Nonostante il suo elevato valore diagnostico, la biopsia cutanea presenta dei limiti e richiede un’alta specializzazione medica. Una scelta errata del metodo o della profondità di prelievo del tessuto può portare all’ottenimento di materiale non informativo.
FAQ
1. Che cos’è la biopsia cutanea e perché viene eseguita?
È una procedura diagnostica invasiva che prevede il prelievo di un frammento di pelle (epidermide, derma o tessuto adiposo sottocutaneo) per un’analisi morfologica successiva. Questa procedura è necessaria quando l’esame visivo non è sufficiente per stabilire una diagnosi definitiva, soprattutto in caso di sospetto di processi maligni e precancerosi, ma anche nelle dermatosi di eziologia sconosciuta.
2. La biopsia è dolorosa?
La procedura viene eseguita con l’anestesia locale, pertanto il processo di prelievo del tessuto cutaneo risulta praticamente indolore.
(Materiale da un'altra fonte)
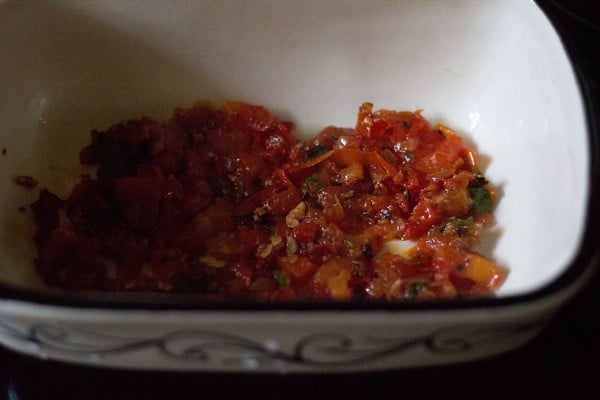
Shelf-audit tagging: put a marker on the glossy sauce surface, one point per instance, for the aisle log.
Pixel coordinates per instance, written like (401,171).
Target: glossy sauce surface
(226,202)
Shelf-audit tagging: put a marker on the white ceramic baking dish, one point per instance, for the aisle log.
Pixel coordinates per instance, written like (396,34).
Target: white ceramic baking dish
(494,71)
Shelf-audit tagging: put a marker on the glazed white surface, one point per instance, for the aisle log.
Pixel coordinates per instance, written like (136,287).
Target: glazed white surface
(494,71)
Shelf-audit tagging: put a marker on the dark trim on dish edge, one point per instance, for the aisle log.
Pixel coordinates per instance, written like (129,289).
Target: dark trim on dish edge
(588,255)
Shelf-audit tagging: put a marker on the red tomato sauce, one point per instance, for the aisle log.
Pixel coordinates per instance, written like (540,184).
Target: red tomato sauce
(226,202)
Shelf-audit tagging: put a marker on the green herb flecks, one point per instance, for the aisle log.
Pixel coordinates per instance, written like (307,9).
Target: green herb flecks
(312,185)
(482,199)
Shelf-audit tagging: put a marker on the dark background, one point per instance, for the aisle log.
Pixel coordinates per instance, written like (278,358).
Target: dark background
(561,363)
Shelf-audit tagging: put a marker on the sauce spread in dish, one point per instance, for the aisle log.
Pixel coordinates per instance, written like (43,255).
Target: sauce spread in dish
(226,202)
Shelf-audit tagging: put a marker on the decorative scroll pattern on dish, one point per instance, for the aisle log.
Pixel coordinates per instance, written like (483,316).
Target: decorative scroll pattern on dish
(327,349)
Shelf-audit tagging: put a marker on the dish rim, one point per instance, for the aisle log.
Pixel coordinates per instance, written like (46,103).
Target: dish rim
(586,257)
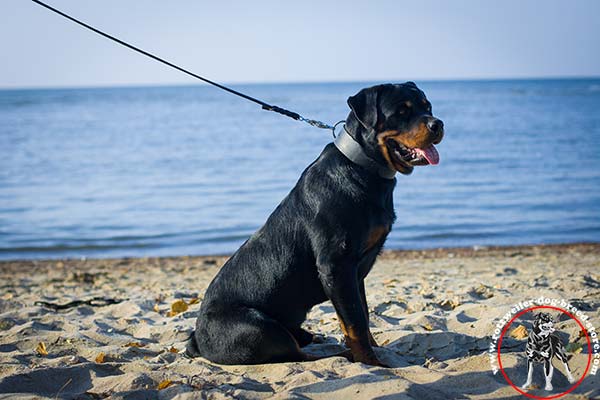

Il paziente può avvertire una leggera puntura al momento dell’iniezione dell’anestetico. Quando l’effetto dell’anestetico termina, possono manifestarsi un lieve disagio o un dolore moderato nella zona della ferita.
3. Come si esegue la biopsia cutanea?
La procedura viene eseguita dopo la disinfezione della pelle e l’anestesia locale. Il metodo di prelievo dipende dall’obiettivo clinico: il medico può utilizzare uno strumento rotante dedicato per la biopsia punch, una lametta per la biopsia shave o un bisturi per la biopsia escissionale.
4. Per quale ragione viene prescritta la biopsia nella psoriasi o nella dermatite atopica?
Nonostante le malattie in questione presentino spesso un quadro clinico tipico, la biopsia cutanea può essere indicata in caso di decorso atipico. L’analisi permette di eseguire una diagnosi differenziale accurata per distinguere la malattia dalle altre dermatosi e di confermare la diagnosi in caso di dubbi.
5. Quanto dura la procedura e in quanto tempo si ottiene il risultato?
Il prelievo del materiale nello studio del medico dura non più di 15-20 minuti. Il campione bioptico ricevuto viene poi spedito per un’analisi istologica, immunoistochimica o genetico-molecolare. I risultati della conclusione patomorfologica sono elaborati in genere in 5-14 giorni, in base alla complessità dello studio e alla necessità di eseguire analisi supplementari.
6. La biopsia lascia cicatrici?
Il grado di cicatrizzazione dipende dal metodo utilizzato: dopo la biopsia shave, di solito non è necessaria la sutura e rimane solo una piccola macchia. Dopo l’esecuzione della biopsia punch o della biopsia escissionale delle neoformazioni cutanee, invece, vengono applicate delle suture che lasciano una cicatrice lineare sottile che, con il tempo, si schiarisce e diventa meno evidente.